No siempre sucede que todos los personajes están en un solo lugar al mismo tiempo y cuando eso ocurre es mejor prestar un poco más de atención. Tampoco es común que la barra sea libre y los tragos sean más fuertes que de costumbre. Si anexamos eso, muchas cosas pueden decirse, muchas otras tantas confesarse y a la mañana siguiente ya no hay arrepentimiento posible.
Las frases de borracho no se las lleva el viento.

         Jude y los límites

Cuando Jude me ve finge demencia, pues estoy flanqueado de Blandi, Sr. Controlador y Sr. Indeciso. Jude es uno de los nuestros, pero prefiere permanecer encubierto. Enseguida sé que algo va a pasar y espero que sea algo bueno.

Finalmente tengo la oportunidad de ver al novio. Era gordito y me pareció que especialmente esta noche era buena idea que viniese con él. Todo el jodido mundo está en Green Hill Zone HD y nosotros estamos allí también para celebrar ese momento.

Somos los primeros chicharrones pero la fiesta está por comenzar.

Primera ronda de tragos

En la primera ronda de tragos hablamos temas seguros, como la supuesta escasez de lubricante y lo que eso significa.

—En Farmatodo equis todavía hay —dice Sr. Controlador
—Ya uno no puede ni tirar, la crisis ha tocado todos los aspectos —dice Blandi.

Luego llega la gente de La Facultad.

—Ese es Sr. Gris —le susurro a Sr. Controlador— y aquel es el novio.
—¿Y los que están vestidos iguales?
—También son novios —responde Blandi.

Estamos en una época donde parece que cada nuevo estetoscopio está siendo comprado para uso de un miembro de nuestra comunidad.

Luego llega otro más.

—Yo vine solo y ahora me la pasaré con ustedes —Por ahora digamos que se llama Samán.
—Ah entiendo —le replico—, pero aquí las cosas no funcionan así, para entrar a este grupo primero debes llegar a hasta abajo.

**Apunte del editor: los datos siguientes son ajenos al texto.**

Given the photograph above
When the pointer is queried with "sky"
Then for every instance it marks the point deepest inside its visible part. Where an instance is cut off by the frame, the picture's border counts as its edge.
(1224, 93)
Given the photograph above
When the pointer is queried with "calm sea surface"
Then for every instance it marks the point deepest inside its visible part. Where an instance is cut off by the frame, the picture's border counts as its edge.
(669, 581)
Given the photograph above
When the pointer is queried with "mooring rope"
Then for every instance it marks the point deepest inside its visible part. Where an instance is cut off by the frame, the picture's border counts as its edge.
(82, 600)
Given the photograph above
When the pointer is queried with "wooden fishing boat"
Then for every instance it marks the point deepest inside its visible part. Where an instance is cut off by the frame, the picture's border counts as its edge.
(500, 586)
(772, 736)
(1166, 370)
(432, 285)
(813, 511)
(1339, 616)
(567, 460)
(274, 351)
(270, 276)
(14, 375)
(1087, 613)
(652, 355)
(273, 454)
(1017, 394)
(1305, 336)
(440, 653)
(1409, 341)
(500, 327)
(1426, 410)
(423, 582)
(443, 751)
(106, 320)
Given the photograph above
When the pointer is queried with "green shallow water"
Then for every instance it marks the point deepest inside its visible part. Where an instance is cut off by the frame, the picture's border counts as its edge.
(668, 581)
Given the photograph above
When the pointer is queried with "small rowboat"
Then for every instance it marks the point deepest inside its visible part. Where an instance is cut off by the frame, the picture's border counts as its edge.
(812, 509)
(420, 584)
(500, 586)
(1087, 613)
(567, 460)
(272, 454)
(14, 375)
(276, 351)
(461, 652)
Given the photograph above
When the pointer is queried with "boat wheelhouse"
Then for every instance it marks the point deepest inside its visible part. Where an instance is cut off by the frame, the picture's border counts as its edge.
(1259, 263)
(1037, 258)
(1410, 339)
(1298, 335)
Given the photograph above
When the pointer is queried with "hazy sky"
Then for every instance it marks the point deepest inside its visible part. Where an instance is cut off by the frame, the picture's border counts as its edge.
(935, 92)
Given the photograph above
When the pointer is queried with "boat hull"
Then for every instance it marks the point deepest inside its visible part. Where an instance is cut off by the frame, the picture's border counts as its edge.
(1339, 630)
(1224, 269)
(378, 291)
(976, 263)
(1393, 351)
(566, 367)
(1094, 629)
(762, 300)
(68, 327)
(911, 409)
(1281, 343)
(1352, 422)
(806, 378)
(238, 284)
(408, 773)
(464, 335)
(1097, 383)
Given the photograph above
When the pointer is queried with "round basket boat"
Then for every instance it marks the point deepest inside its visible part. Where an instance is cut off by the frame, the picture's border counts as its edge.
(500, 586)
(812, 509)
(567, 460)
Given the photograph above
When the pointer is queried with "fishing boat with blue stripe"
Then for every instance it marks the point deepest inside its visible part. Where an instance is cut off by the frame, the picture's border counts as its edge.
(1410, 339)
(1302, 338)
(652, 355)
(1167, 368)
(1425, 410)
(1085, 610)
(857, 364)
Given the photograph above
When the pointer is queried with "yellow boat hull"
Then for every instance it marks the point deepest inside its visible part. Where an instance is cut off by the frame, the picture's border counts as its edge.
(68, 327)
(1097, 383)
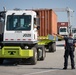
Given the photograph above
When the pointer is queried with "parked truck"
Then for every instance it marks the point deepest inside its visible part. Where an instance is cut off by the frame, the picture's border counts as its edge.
(26, 34)
(74, 33)
(62, 29)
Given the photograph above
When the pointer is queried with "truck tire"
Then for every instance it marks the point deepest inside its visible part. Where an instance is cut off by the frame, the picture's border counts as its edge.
(52, 47)
(43, 53)
(1, 61)
(34, 58)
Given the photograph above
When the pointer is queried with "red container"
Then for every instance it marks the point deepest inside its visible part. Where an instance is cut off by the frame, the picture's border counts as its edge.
(48, 21)
(61, 24)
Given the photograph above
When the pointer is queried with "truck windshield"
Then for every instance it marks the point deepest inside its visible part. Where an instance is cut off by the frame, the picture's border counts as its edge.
(62, 29)
(18, 22)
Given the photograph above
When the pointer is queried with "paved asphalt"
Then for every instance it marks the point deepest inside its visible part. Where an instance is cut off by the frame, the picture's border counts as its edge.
(52, 65)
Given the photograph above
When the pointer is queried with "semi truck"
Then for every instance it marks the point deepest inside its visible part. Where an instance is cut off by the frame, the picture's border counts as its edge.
(62, 29)
(26, 34)
(74, 33)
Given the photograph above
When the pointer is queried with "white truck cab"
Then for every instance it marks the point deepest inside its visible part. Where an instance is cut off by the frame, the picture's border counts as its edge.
(19, 27)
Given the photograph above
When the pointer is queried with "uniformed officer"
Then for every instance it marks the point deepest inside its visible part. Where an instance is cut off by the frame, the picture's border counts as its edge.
(69, 50)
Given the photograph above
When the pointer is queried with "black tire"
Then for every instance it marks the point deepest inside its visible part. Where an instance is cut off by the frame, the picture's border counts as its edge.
(34, 58)
(1, 61)
(52, 47)
(43, 53)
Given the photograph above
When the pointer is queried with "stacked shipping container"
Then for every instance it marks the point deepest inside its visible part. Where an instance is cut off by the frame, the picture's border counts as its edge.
(48, 21)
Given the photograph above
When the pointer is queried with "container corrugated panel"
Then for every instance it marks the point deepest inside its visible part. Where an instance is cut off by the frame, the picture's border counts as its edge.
(48, 21)
(61, 24)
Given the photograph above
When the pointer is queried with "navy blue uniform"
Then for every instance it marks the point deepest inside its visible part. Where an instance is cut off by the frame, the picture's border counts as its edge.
(69, 50)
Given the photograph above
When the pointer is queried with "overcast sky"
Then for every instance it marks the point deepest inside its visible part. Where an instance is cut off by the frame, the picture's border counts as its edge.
(28, 4)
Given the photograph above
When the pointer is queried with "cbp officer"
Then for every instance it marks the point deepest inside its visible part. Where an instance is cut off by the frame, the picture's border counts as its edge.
(69, 50)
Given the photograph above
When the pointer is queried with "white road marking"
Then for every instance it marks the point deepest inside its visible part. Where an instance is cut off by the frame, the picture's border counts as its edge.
(40, 72)
(43, 71)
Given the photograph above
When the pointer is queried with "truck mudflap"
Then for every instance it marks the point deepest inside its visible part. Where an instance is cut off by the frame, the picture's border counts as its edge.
(15, 52)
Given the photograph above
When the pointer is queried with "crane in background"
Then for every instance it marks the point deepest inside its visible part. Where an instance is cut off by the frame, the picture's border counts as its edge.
(69, 11)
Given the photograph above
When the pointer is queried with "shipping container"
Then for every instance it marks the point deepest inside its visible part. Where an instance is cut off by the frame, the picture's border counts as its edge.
(48, 21)
(61, 24)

Momentos después llega Sr. Intenso con Kid G., su nuevo novio.

Estamos completos. Hora de comenzar a servir y llevar.

Segunda ronda de tragos

 Para la segunda ronda de tragos ya Sr. Controlador esta como en el humor de la cuarta.

—Cuéntame lo que sabes de la que estaba —le digo a Samán.
—No puedo decir nada.
—¿Hay un acuerdo de confidencialidad?
—No, pero no puedo decir nada.
—Tal vez si te ofrezco un trato. Yo tengo una lista de cosas horribles que ha hecho, tal vez si te doy mi lista y tú me das la tuya…
—¿¡Una lista!?
—Así es…

Por un momento casi le pido el número ¿pero qué podría decirme que no sepa ya?

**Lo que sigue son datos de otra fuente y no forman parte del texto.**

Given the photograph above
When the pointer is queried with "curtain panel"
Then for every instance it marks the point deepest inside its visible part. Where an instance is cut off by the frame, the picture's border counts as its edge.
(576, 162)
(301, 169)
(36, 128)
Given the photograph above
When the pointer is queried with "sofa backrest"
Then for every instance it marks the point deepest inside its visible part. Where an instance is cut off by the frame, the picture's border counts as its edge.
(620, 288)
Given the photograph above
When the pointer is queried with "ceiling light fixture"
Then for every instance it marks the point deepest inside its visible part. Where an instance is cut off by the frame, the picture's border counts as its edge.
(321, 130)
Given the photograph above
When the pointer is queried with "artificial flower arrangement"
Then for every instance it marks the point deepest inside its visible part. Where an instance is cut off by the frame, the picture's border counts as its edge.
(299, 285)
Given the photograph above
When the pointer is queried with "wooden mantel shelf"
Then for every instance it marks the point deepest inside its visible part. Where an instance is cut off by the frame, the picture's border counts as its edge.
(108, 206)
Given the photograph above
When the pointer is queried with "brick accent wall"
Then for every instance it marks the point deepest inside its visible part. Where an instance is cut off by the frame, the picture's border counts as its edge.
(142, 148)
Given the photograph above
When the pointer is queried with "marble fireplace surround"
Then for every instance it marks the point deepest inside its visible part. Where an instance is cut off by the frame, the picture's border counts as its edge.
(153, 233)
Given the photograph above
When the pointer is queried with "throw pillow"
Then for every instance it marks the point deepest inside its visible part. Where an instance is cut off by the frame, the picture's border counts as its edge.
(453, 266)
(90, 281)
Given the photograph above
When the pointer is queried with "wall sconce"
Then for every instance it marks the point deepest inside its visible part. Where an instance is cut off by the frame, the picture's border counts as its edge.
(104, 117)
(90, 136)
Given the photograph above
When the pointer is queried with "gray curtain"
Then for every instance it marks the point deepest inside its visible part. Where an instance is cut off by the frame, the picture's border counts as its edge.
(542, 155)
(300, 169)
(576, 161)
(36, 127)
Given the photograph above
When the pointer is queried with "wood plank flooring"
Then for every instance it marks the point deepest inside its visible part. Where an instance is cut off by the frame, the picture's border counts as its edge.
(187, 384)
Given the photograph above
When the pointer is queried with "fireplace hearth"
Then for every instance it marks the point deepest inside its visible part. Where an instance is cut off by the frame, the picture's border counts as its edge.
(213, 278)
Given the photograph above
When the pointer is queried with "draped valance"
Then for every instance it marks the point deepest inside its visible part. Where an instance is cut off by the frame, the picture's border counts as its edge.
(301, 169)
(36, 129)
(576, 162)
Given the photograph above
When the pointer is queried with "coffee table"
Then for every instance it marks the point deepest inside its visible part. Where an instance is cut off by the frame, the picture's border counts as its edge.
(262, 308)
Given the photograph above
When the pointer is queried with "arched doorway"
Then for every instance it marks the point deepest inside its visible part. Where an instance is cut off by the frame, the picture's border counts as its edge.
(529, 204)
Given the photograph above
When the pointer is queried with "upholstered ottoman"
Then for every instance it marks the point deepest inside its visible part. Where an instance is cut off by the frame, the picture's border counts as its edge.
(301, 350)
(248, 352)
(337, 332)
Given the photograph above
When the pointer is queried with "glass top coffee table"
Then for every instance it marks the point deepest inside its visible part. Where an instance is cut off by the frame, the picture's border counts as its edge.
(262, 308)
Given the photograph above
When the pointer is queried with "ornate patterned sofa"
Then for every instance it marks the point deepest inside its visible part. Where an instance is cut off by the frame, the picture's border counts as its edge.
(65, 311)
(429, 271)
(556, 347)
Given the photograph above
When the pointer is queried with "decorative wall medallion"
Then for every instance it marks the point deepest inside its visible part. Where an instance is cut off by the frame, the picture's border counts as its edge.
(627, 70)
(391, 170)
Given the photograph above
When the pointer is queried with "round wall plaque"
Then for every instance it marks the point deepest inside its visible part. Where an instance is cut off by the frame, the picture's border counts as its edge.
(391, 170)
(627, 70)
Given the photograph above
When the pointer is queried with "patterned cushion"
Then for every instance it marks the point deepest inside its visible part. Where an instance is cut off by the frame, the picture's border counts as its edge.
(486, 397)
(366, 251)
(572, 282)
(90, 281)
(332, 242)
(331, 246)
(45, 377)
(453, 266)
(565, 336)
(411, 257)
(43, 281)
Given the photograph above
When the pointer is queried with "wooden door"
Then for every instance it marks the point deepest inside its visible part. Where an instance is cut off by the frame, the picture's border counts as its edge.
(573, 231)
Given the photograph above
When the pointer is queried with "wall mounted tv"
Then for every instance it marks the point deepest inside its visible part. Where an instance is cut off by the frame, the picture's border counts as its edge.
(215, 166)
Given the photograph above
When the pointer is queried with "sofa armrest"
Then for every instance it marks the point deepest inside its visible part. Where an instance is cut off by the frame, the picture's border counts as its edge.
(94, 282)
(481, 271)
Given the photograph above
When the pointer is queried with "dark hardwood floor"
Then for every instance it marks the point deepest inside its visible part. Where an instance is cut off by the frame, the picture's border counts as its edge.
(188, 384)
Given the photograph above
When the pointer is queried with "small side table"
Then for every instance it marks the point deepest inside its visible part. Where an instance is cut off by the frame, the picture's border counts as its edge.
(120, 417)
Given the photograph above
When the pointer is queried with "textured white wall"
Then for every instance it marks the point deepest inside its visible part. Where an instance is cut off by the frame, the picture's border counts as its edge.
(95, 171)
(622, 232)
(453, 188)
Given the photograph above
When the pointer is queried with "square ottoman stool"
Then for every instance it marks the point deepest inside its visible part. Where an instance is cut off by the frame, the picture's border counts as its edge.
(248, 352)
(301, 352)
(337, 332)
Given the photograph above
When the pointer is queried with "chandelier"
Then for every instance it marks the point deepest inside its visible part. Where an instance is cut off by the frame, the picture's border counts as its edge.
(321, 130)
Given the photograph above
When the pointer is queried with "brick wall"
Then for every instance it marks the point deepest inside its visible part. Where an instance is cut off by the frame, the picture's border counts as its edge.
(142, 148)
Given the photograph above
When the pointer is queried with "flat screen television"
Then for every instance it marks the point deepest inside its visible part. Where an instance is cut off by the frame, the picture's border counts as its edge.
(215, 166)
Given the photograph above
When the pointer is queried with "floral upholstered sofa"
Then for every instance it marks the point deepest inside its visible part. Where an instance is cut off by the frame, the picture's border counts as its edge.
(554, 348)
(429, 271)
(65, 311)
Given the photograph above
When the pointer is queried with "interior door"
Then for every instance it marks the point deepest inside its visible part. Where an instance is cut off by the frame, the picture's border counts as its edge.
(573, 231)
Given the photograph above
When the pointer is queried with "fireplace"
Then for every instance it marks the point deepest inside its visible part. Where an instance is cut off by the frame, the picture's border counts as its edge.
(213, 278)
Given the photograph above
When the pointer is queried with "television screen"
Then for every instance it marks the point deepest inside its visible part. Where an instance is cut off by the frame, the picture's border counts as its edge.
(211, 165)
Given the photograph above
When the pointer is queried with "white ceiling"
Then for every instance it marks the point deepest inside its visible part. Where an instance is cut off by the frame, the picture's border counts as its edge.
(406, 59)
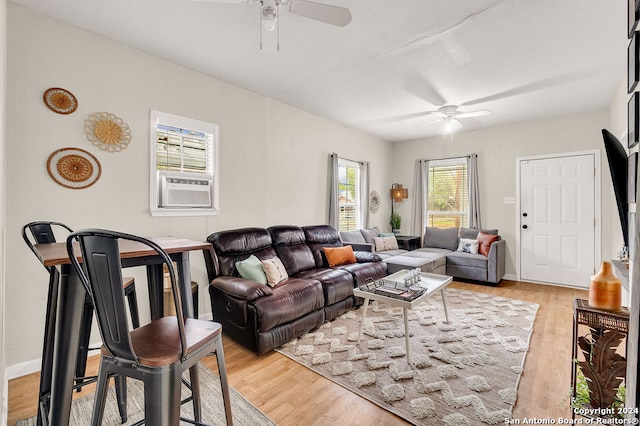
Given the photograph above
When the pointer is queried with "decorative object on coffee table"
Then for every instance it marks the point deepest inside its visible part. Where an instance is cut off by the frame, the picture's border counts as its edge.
(60, 100)
(73, 168)
(107, 132)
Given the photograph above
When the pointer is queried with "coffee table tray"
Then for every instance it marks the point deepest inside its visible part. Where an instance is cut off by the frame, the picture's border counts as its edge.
(395, 286)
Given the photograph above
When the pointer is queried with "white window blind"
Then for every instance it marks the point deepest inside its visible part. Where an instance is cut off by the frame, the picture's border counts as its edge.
(348, 195)
(183, 172)
(183, 150)
(448, 199)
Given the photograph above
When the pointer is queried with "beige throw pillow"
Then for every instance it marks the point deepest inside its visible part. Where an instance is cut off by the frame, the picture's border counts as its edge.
(275, 271)
(386, 243)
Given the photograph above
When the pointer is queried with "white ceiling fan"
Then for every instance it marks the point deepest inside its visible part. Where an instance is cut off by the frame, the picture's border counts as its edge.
(450, 115)
(270, 12)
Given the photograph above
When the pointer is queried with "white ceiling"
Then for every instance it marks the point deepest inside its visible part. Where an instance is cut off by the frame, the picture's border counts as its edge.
(520, 59)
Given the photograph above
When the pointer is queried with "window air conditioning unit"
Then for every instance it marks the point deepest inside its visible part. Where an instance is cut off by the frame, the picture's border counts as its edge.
(185, 190)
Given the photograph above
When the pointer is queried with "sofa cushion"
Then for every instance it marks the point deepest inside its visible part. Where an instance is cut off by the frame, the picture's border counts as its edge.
(446, 238)
(339, 255)
(274, 270)
(466, 259)
(485, 240)
(472, 233)
(251, 269)
(390, 253)
(352, 237)
(467, 245)
(292, 249)
(337, 284)
(234, 245)
(370, 234)
(291, 299)
(386, 243)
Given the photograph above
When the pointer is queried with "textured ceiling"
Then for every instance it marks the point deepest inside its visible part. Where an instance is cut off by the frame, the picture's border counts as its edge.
(520, 59)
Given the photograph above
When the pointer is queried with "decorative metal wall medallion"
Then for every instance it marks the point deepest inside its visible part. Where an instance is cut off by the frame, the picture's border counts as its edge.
(73, 168)
(107, 132)
(60, 100)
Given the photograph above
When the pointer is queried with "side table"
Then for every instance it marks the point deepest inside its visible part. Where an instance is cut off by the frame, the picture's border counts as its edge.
(599, 321)
(408, 242)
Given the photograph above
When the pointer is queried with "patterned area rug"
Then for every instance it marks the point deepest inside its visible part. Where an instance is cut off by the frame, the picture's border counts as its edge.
(242, 411)
(465, 372)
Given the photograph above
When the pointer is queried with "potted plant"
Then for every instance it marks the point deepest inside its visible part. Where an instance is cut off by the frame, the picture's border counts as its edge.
(396, 222)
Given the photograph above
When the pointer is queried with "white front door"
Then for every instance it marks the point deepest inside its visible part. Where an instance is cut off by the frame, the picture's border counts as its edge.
(557, 219)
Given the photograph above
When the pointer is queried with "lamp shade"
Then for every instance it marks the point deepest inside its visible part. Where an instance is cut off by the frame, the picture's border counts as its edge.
(398, 193)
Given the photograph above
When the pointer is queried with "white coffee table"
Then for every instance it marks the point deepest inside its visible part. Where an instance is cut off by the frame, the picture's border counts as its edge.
(432, 283)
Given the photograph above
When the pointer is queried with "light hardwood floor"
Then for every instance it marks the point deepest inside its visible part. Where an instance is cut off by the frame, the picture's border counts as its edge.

Mas tarde, justo en frente de mi aparece Abog. Baboso… un personaje conocido por nunca rendirse cuando se trata de Blandi. Al verme nos abrazamos.

—¿Dónde está Blandi? —me pregunta.
—Tú lo conoces, debe andar por ahí. Si no lo encuentras tú dudo que te vea entre tantas distracciones.

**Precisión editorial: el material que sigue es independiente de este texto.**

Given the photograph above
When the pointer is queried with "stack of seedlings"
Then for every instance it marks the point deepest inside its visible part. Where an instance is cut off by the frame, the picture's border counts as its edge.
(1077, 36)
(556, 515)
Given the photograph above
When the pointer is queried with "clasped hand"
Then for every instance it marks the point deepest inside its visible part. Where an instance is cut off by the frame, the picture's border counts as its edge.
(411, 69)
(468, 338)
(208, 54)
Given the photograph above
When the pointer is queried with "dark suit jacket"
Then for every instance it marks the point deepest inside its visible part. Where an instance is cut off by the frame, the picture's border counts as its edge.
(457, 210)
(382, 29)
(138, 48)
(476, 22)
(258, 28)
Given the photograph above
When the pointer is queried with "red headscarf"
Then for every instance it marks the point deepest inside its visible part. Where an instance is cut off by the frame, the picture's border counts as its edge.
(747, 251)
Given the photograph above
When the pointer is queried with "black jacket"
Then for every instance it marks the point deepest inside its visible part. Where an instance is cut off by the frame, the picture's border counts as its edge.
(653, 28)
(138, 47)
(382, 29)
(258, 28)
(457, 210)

Yo y las llagas, las llagas y yo.

Tercera ronda de tragos

En la tercera ronda de tragos Sr. Controlador ya está cantando las canciones en voz alta. Luego voy al baño y Jude está a punto de algo indebido con alguien aún más indebido. Seguimos sin hablar.  Desde lejos ladeo la cabeza para decirle “¿Qué rayos estás haciendo?”. Me mira significativamente “No pasa nada”.

Más tarde lo veo bailando con el novio y el susodicho, todo en un pastiche difícil de explicar. Parecía un trio con uno muy poco consciente de lo que estaba pasando en sus narices.

De vuelta en mi grupo bailamos y nos tomamos fotos donde no me gusta como salgo.

—Tu y yo nunca nos gustamos me dice Sr. Intenso.

Después escucho a alguien diciendo “¡Qué wannabe la gente que toma snaps en las rumbas!”. Lo evalúo bien. Es un tipo average cualquiera con Converse® y franelita de algodón básica de Zara®. Es digno de admirar que alguien vestido así tenga el valor de usar la palabra wannabe. Pero decir eso es como una pendiente resbalosa.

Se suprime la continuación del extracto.